During his residency at Elsewhere, Whyte created Guess Who is Coming to Dinner.
Jane Cassidy
Jane Cassidy is a multi-disciplinary artist from Galway, Ireland and is currently is currently Assistant Professor of Digital Media at the University of Alabama, Tuscaloosa. In 2008 she earned a Masters in Music and Media Technologies from Trinity College Dublin and in 2014 a MFA in Digital Art from Tulane University, New Orleans. Cassidy’s primary work is based around site-specific audio-visual installations with a focus on creating meditative, immersive environments. Past performances include the European Media Art Festival, Germany, the New Orleans Film Festival, Punto Y Raya Festival, Spain, Currents New Media, Sante Fe, Arts Council New Orleans LUNA Fete and group shows in Dublin, Galway, New Orleans, Atlanta and Philadelphia. Cassidy has had solo shows at the 53rd Ann Arbor Film Festival, Michigan, and at Tulane University and PARSE Gallery in New Orleans.

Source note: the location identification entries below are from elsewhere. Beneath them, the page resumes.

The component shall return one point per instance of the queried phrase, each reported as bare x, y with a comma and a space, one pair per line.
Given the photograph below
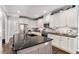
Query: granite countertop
30, 42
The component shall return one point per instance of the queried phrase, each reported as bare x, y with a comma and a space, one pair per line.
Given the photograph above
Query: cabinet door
64, 43
72, 45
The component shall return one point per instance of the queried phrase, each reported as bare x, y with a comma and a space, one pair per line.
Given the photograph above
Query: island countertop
30, 42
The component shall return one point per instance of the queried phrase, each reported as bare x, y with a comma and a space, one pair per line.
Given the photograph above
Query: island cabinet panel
67, 44
45, 48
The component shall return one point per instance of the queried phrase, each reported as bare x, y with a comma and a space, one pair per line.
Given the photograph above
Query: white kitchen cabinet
71, 16
67, 44
45, 48
73, 44
64, 43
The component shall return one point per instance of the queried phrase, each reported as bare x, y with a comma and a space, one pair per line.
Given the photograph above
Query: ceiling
32, 11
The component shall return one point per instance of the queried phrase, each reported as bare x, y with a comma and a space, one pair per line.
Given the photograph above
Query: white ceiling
32, 11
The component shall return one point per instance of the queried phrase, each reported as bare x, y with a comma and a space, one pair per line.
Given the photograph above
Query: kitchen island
33, 45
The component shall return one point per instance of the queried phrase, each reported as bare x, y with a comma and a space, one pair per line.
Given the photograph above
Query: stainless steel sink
32, 35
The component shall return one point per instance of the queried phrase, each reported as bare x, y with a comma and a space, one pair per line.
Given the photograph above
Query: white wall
13, 24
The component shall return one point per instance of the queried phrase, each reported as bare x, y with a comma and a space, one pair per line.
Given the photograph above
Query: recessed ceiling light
45, 11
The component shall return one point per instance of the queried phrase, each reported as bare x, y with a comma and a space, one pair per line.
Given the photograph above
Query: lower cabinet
45, 48
67, 44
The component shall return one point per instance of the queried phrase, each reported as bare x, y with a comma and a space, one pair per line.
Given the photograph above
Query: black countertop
30, 42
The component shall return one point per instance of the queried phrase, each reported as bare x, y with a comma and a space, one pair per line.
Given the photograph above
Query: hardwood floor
6, 49
58, 51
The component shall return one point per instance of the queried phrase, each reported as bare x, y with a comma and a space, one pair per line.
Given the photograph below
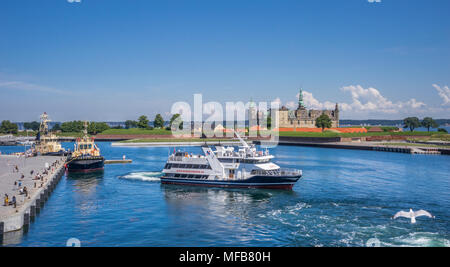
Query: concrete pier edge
27, 213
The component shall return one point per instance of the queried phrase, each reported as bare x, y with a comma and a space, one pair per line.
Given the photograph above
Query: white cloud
18, 85
372, 100
364, 102
444, 93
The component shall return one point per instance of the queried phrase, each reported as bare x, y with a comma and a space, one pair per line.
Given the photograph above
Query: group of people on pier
23, 190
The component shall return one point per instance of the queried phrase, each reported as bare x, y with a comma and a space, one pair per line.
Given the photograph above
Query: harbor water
346, 198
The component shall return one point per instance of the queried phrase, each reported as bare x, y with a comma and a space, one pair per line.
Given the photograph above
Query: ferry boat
86, 155
46, 142
225, 167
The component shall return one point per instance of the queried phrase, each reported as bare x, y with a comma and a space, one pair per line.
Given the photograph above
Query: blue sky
111, 60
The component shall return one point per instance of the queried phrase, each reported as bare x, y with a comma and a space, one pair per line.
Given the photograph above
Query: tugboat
86, 155
245, 168
46, 142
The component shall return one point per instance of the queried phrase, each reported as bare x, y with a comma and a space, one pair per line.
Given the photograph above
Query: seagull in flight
412, 215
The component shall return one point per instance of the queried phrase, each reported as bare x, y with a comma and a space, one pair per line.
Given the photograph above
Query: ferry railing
280, 172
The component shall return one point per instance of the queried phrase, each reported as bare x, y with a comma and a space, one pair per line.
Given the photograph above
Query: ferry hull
285, 183
86, 165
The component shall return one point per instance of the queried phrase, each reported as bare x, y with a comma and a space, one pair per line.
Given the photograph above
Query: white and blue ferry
225, 167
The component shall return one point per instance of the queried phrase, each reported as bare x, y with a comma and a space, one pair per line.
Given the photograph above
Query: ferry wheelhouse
225, 167
86, 156
46, 142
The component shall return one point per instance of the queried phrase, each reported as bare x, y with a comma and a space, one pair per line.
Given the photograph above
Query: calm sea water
345, 198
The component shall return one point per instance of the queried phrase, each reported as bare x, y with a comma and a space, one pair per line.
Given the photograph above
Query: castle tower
301, 104
336, 115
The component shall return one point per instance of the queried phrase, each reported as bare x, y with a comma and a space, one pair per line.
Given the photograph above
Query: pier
372, 146
28, 205
175, 144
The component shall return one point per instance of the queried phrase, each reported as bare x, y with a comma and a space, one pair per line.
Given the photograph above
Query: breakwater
39, 175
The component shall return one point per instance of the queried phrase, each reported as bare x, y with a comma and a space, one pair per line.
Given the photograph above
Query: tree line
158, 122
410, 123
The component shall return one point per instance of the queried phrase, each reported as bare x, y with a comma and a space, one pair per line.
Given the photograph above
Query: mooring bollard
26, 221
2, 228
32, 212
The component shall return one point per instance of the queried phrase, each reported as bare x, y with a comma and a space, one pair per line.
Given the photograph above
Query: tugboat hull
262, 182
86, 164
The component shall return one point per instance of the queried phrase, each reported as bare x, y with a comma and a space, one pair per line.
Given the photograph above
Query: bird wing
423, 213
402, 214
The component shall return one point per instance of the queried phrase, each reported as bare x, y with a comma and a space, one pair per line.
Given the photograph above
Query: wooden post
2, 230
32, 212
26, 221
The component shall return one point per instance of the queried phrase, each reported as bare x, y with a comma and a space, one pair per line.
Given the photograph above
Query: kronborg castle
303, 117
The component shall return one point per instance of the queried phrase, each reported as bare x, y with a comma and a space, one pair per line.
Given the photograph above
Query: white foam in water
143, 176
421, 240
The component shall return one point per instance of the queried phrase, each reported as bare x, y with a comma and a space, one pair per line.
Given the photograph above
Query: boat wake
143, 176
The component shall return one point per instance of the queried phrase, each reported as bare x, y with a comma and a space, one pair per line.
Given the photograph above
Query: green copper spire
300, 99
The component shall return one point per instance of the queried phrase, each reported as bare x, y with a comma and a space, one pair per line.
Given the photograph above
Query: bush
9, 127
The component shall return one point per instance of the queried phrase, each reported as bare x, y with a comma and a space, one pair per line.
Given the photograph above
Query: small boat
86, 155
47, 143
224, 167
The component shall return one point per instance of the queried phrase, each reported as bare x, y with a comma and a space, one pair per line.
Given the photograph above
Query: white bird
412, 215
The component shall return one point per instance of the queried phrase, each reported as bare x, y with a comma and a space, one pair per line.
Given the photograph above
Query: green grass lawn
173, 140
136, 131
332, 134
414, 145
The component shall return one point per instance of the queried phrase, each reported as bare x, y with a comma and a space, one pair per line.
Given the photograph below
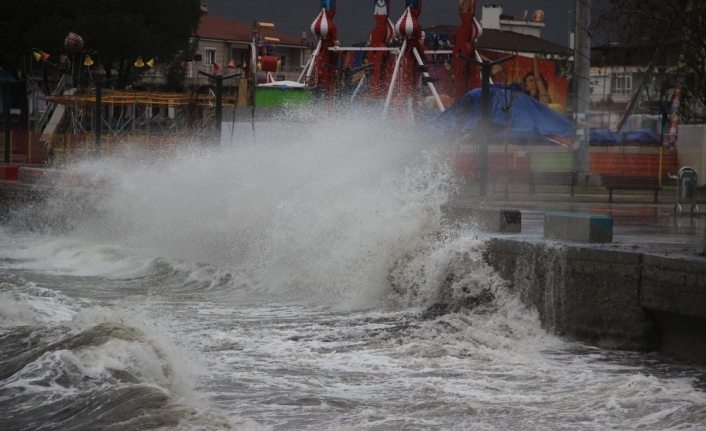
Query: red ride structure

During her residency at Elsewhere, Cassidy created We Went Down To O'Shea's Woods.
Sheetal Prajapati
Sheetal Prajapati is an artist and educator, raised in Kentucky, educated in Chicago, and now living in Brooklyn. She's currently Assistant Director for Learning and Artists Initiatives at the Museum of Modern Art (New York) but works across the field organizing, making and thinking with herself and others. Her creative practice explores notions of intimacy and identity through an investigation of material processes. She's interested in the circumstances and conditions that welcome meaningful experiences and wonders about our relationship to the spiritual and cosmic worlds. She's interested in you, the stars, and making strangers talk each other.
During her residency at Elsewhere, Prajapati created We Are Not Alone.
Quilla (Anna Luisa Daigneault)
Quilla is a Canadian-Peruvian songwriter, vocalist, keyboardist, DJ and electronic producer. Originally from Montreal, Canada, she resides in Greensboro NC. Weaving layers of infectious beats, piano melodies and mesmerizing vocal loops, Quilla's music is a refreshing dose of magical realism for the ears. She has participated in many events at Elsewhere, including playing music a several of the annual fundraisers, and also collaborated on the South Elm Projects.